Butcher legal issues

The following is an outline of some of the key areas where legislation may be particularly relevant to your business.

What licences does a butcher need?

Because your shop will prepare, store and sell food you will need to register with your local environmental health department. They will inspect your premises and help you to comply with the requirements of the Food Safety Act and regulations. You should contact your local authority early on in your planning so that you register in good time - you'll need to register at least 28 days before you start any food operations. There is no charge for registering.

Selling game

Apart from in Scotland, you don't need a licence to sell game, although you must make sure that any game bird or venison you sell was lawfully killed. Venison dealers in Scotland still need to hold a venison licence, although generally the need to have a licence only applies to wholesalers - retailers who buy venison only from a licensed dealer don't need to have a licence themselves.

Background music

If you plan to play background music in your shop you will probably need a Music Licence from PPL PRS Ltd. There is an annual fee for this which you can pay online on the PPL PRS website.

Food safety

All businesses in the food sector must comply with strict food safety legislation. Before you open, you must register your business with the local authority environmental health department. Your local environmental health officer will be able to give you advice and guidance as to what you should install in your premises to make sure your operating areas are hygienic and how to comply with the requirements of the Food Safety Act and regulations.

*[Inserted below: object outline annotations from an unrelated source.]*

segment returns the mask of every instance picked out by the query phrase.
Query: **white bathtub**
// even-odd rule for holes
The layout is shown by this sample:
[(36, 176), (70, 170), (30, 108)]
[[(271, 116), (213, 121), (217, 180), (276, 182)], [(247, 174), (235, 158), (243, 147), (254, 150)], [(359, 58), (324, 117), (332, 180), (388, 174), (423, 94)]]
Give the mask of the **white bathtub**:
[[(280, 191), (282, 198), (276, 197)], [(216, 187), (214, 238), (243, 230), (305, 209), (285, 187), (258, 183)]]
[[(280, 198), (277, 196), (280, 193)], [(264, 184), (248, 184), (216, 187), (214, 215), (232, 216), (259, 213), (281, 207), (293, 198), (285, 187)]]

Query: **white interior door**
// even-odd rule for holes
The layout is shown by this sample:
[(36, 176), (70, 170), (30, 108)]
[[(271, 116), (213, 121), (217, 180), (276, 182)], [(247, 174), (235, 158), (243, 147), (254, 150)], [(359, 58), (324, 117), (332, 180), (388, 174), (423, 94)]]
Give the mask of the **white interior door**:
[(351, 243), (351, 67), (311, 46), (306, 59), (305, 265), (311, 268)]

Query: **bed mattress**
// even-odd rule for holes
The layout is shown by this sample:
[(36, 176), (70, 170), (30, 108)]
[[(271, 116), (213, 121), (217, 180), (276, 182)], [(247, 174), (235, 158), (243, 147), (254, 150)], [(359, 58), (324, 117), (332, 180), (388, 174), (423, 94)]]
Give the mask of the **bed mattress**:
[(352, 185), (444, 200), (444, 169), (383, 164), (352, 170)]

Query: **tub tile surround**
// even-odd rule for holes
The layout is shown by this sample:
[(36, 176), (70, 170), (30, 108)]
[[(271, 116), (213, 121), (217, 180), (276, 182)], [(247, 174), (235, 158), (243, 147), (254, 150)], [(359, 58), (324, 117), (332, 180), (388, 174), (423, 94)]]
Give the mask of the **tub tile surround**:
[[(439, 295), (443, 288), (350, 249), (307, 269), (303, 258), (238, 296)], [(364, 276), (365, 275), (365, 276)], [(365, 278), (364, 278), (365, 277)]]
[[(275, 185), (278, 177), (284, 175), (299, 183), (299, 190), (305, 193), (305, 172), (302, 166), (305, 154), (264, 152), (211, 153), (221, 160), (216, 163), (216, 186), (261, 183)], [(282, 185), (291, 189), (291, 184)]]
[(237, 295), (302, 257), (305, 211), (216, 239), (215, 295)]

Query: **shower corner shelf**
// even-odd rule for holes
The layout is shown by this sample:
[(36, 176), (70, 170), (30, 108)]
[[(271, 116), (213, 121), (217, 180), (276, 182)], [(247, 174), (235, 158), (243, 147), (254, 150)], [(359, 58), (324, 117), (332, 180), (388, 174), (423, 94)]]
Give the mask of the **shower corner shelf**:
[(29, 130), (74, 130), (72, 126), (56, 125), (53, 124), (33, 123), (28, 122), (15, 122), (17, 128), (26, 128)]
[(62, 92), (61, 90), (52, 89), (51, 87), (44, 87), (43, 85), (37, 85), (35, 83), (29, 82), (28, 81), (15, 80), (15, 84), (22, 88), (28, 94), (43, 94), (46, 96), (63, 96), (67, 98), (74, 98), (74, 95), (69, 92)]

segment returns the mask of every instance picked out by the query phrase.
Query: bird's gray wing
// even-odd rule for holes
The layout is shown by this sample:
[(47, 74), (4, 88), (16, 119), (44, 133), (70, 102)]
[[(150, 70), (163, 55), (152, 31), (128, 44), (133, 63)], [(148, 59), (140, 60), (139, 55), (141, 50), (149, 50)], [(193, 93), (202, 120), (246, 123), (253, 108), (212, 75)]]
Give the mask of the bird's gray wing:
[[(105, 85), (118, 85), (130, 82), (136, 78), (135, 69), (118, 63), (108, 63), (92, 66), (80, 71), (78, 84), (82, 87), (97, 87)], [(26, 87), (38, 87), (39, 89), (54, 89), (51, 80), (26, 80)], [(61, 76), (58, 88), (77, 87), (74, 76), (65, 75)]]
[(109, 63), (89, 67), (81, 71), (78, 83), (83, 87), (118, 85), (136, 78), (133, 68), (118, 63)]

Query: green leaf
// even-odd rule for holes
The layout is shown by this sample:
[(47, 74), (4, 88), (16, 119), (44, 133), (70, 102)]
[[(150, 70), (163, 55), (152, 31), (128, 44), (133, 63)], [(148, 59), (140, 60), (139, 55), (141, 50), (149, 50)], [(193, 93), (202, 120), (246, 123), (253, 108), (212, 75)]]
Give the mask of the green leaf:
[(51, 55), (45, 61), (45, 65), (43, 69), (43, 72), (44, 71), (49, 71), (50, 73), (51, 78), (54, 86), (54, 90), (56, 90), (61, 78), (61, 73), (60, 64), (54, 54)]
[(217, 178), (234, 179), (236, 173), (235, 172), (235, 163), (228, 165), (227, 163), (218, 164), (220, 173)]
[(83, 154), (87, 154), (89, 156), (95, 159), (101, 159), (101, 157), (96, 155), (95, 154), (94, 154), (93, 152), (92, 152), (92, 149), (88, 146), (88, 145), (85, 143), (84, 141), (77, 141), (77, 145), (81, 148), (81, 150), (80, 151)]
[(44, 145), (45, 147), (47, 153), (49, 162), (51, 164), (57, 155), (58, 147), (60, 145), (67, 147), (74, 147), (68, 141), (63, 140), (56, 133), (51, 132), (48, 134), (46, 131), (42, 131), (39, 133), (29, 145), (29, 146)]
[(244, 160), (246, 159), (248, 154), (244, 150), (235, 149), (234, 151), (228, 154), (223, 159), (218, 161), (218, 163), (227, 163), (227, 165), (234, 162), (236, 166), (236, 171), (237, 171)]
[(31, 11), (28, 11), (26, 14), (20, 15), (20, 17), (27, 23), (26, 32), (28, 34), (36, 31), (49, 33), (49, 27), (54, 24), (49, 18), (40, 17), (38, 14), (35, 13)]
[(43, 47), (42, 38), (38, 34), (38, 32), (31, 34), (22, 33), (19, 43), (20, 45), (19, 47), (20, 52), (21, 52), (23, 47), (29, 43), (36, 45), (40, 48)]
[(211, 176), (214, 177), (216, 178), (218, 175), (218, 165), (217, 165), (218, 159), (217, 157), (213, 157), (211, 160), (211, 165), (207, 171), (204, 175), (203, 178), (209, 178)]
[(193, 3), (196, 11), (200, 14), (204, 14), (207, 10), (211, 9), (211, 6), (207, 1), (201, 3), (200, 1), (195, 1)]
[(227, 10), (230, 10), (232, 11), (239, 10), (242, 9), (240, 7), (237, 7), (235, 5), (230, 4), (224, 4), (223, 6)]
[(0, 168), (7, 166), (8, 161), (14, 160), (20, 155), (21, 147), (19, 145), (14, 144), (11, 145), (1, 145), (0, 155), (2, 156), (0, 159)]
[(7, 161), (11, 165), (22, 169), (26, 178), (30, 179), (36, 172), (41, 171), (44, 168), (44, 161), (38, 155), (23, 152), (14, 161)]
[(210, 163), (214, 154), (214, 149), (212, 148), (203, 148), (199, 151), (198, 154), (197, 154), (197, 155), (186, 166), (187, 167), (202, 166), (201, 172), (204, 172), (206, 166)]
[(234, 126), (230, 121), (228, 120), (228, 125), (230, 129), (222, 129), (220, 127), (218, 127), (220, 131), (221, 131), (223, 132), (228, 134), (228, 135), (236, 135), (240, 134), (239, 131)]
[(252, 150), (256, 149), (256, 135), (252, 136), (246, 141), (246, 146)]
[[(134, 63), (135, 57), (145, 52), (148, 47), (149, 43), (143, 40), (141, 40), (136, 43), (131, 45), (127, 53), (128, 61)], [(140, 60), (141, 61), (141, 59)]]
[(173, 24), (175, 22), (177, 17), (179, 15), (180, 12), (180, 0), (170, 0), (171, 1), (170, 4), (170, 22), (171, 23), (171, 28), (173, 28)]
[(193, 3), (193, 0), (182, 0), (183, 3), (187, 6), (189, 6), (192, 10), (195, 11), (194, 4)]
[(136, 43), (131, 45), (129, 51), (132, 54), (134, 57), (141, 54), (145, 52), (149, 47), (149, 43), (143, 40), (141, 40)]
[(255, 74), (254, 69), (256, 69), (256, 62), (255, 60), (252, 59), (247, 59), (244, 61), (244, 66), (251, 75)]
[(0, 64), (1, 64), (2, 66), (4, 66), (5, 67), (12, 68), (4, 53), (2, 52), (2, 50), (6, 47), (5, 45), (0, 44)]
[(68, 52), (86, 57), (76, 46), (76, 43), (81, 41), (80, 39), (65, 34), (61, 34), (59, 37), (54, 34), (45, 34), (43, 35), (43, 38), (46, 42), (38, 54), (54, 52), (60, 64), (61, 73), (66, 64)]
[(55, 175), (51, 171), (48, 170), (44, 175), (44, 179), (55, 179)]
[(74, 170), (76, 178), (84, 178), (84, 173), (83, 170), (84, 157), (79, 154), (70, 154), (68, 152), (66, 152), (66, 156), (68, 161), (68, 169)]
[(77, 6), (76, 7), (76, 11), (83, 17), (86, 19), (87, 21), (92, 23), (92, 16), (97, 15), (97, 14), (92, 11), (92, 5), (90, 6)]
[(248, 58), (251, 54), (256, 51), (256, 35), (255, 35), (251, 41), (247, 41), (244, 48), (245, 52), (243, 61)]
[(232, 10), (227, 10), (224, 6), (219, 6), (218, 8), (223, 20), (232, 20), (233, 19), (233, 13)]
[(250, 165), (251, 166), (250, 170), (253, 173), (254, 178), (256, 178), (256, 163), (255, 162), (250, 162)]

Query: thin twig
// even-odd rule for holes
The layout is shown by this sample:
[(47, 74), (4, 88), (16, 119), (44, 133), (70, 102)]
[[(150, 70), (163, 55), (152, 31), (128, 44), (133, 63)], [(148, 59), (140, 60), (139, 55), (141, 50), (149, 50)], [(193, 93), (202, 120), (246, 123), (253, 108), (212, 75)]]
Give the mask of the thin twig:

You should be aware of the following:

  • food hygiene and safety regulations, including compliance with HACCP procedures
  • food labelling and information regulations. If you are planning to supply any prepacked food, such as pies or sausages, to another outlet - for example a delicatessen - then this food has to be clearly labelled
  • weights and measures legislation. This regulates the sale of all products sold by weight or count. All food goods sold loose from bulk, such as mince, must be priced and weighed in metric units (although you can also show prices in imperial units as well if you want)

Food waste

If your business produces food waste you must make sure that you dispose of it correctly. It must not contaminate the environment and it can't be fed to livestock. If you use a waste carrier to get rid of your waste you'll need to make sure they're properly authorised - you're allowed to dispose of up to 20kg per week of animal by-products through normal waste disposal. You can find out more about your responsibilities on the Gov.uk website.

Carrier bag charge

A 5 pence charge applies in England, but small and medium-sized businesses (with fewer than 250 full-time equivalent employees) are exempt. You can get detailed guidance from the gov.uk website.

Retailers in Wales and Scotland must charge customers at least 5 pence if they supply them with a single-use carrier bag. This applies to all types of single-use bag, whether they are made of plastic, paper or plant-based starch. There is detailed guidance on the Gov.Wales and Zero Waste Scotland websites.

In Northern Ireland retailers must charge customers a 5 pence levy on all bags with a retail price of less than 20 pence (including any bags that would otherwise be free of charge), whether they are single-use or reusable.

Health & Safety, fire

You must comply with workplace health and safety and fire safety legislation.

Employment legislation

Anyone employing staff must comply with employment legislation. Important areas of legislation include recruitment, employment contracts, pay, working hours, holidays, employment policies, sickness, maternity, paternity, discrimination, discipline, grievances, dismissals, redundancies and employment tribunals.

Insurance for a butcher

Contact an insurer or insurance broker and explain exactly how your business will operate - they will then explain what insurance cover you must have by law, and other cover you should consider. This might include:

  • premises, premises contents and stock
  • goods in transit (for example on the way back from a cash and carry, or delivering to customers)
  • freezer breakdown
  • cash
  • business interruption
  • employers liability
  • public and products liability
  • motor insurance (for delivery vehicles)

When comparing insurance quotes, uncover the differences between policies by using an insurance comparison form.